About the job
At Gimlet Labs, we are pioneering the first heterogeneous neocloud tailored for AI workloads. As AI technology evolves, the industry confronts critical limitations in power, capacity, and cost linked to the traditional homogeneous, vertically integrated infrastructure. Gimlet addresses these challenges by decoupling AI workloads from the fundamental hardware, intelligently partitioning them into components and orchestrating each to the hardware that best meets its performance and efficiency needs. This innovative approach facilitates heterogeneous systems across diverse vendors and generations of hardware, including the latest emerging accelerators, resulting in significant improvements in performance and cost efficiency at scale.

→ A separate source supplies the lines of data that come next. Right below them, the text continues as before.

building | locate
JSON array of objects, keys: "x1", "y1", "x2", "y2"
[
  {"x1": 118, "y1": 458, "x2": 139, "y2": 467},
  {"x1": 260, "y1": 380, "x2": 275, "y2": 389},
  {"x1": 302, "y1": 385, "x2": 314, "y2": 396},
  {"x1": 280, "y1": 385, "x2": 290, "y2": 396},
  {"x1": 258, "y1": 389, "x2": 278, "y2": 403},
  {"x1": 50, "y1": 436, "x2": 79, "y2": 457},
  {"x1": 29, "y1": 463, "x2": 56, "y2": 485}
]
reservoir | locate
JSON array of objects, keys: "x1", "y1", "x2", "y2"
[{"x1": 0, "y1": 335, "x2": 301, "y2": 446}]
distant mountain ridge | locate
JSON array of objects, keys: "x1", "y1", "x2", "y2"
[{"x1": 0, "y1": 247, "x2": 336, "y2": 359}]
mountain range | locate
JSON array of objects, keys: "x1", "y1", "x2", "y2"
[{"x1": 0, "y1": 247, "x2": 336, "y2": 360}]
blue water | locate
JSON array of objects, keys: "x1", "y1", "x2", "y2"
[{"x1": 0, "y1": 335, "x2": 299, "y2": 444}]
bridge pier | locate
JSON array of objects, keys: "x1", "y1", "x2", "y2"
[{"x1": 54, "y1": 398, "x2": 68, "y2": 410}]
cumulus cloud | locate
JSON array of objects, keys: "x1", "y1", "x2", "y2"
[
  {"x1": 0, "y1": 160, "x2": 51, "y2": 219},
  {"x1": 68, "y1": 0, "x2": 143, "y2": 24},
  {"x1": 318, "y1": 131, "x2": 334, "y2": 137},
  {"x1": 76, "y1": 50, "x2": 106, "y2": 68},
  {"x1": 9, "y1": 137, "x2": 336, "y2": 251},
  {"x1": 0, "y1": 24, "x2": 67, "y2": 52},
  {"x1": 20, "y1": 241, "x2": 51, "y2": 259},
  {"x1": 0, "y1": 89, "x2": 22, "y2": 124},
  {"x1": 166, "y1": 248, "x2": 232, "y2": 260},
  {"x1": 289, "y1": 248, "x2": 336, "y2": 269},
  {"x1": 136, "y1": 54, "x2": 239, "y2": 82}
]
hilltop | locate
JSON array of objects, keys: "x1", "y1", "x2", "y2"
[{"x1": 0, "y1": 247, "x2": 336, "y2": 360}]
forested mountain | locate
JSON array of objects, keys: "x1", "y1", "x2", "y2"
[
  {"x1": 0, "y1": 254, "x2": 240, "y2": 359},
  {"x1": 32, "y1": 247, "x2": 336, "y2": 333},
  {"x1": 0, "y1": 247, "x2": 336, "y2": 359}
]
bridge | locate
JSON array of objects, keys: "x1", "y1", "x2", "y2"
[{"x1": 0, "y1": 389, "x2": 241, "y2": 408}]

Building upon this platform, Gimlet is developing a production-grade neocloud for agentic workloads. Our customers can deploy and manage their workloads through stable, production-ready APIs without the complexities of hardware selection, placement, or low-level performance optimization.
Gimlet collaborates with foundational labs, hyperscalers, and AI-native companies to enable real production workloads designed to scale to gigawatt-class AI datacenters.
We are currently in search of a Technical Staff Member specializing in distributed systems. In this role, you will be instrumental in developing the core platform responsible for scheduling, routing, and managing AI workloads reliably at production scale. You will engage with systems that coordinate execution across thousands of nodes, provide stable production APIs, and guarantee predictable workload performance under real-world conditions of load and failure.
This position is ideal for engineers passionate about building foundational infrastructure, grasping end-to-end systems, and operating at scale.